RISE / index.html
mldlb's picture
Update index.html
d376d77 verified
<!DOCTYPE html>
<html>
<head>
<meta charset="utf-8">
<meta name="description"
content="RISE: Enhancing VLM Image Annotation with Self-Supervised Reasoning">
<meta name="keywords" content="RISE, VLM, Vision-Language Models, Image Annotation, Chain of Thought, CoT">
<meta name="viewport" content="width=device-width, initial-scale=1">
<title>RISE: Enhancing VLM Image Annotation with Self-Supervised Reasoning</title>
<link href="https://fonts.googleapis.com/css?family=Google+Sans|Noto+Sans|Castoro"
rel="stylesheet">
<link rel="stylesheet" href="./static/css/bulma.min.css">
<link rel="stylesheet" href="./static/css/bulma-carousel.min.css">
<link rel="stylesheet" href="./static/css/bulma-slider.min.css">
<link rel="stylesheet" href="./static/css/fontawesome.all.min.css">
<link rel="stylesheet"
href="https://cdn.jsdelivr.net/gh/jpswalsh/academicons@1/css/academicons.min.css">
<link rel="stylesheet" href="./static/css/index.css">
<link rel="icon" href="./static/images/favicon.svg">
<script src="https://ajax.googleapis.com/ajax/libs/jquery/3.5.1/jquery.min.js"></script>
<script defer src="./static/js/fontawesome.all.min.js"></script>
<script src="./static/js/bulma-carousel.min.js"></script>
<script src="./static/js/bulma-slider.min.js"></script>
<script src="./static/js/index.js"></script>
</head>
<body>
<section class="hero">
<div class="hero-body">
<div class="container is-max-desktop">
<div class="columns is-centered">
<div class="column has-text-centered">
<h1 class="title is-1 publication-title">RISE: Enhancing VLM Image Annotation with Self-Supervised Reasoning</h1>
<div class="is-size-5 publication-authors">
<span class="author-block">
<a href="#" target="_blank">Suhang Hu</a><sup>*</sup>,</span>
<span class="author-block">
<a href="#" target="_blank">Wei Hu</a><sup></sup>,</span>
<span class="author-block">
<a href="#" target="_blank">Yuhang Su</a>,
</span>
<span class="author-block">
<a href="#" target="_blank">Fan Zhang</a>
</span>
</div>
<div class="is-size-5 publication-authors">
<span class="author-block">Beijing University of Chemical Technology</span>
</div>
<div class="column has-text-centered">
<div class="publication-links">
<!-- PDF Link. -->
<span class="link-block">
<a href="static/images/RISE.pdf" target="_blank"
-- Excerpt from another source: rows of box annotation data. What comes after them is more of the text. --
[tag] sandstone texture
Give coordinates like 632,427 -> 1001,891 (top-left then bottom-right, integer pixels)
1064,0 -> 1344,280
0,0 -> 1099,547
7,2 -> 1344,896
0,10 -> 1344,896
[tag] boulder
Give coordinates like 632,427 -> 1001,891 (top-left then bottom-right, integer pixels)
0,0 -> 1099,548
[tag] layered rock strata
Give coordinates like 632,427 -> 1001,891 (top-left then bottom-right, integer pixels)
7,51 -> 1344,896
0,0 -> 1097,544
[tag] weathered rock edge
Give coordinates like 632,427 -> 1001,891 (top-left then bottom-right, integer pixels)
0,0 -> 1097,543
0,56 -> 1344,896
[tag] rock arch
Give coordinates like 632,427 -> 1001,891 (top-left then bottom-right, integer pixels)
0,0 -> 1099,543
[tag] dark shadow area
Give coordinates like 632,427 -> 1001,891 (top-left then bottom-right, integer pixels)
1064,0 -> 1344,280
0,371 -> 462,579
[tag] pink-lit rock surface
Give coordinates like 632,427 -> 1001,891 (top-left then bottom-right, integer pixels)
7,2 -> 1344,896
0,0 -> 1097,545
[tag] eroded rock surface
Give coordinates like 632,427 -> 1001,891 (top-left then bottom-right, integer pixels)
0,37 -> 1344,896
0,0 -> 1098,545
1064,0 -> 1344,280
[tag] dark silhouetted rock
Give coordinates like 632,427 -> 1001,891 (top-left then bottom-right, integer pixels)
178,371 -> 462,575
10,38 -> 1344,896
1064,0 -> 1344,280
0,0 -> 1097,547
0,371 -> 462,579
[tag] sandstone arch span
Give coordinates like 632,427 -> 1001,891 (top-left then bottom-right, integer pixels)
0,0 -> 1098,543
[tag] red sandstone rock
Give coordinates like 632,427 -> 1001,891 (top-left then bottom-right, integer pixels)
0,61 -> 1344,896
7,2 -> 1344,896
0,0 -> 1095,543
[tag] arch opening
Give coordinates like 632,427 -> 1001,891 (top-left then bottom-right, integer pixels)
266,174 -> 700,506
class="external-link button is-normal is-rounded is-dark">
<span class="icon">
<i class="fas fa-file-pdf"></i>
</span>
<span>Paper</span>
</a>
</span>
<span class="link-block">
<a href="https://arxiv.org/abs/2508.13229" target="_blank"
class="external-link button is-normal is-rounded is-dark">
<span class="icon">
<i class="ai ai-arxiv"></i>
</span>
<span>arXiv</span>
</a>
</span>
<!-- Code Link. -->
<span class="link-block">
<a href="https://github.com/HSH55/RISE" target="_blank"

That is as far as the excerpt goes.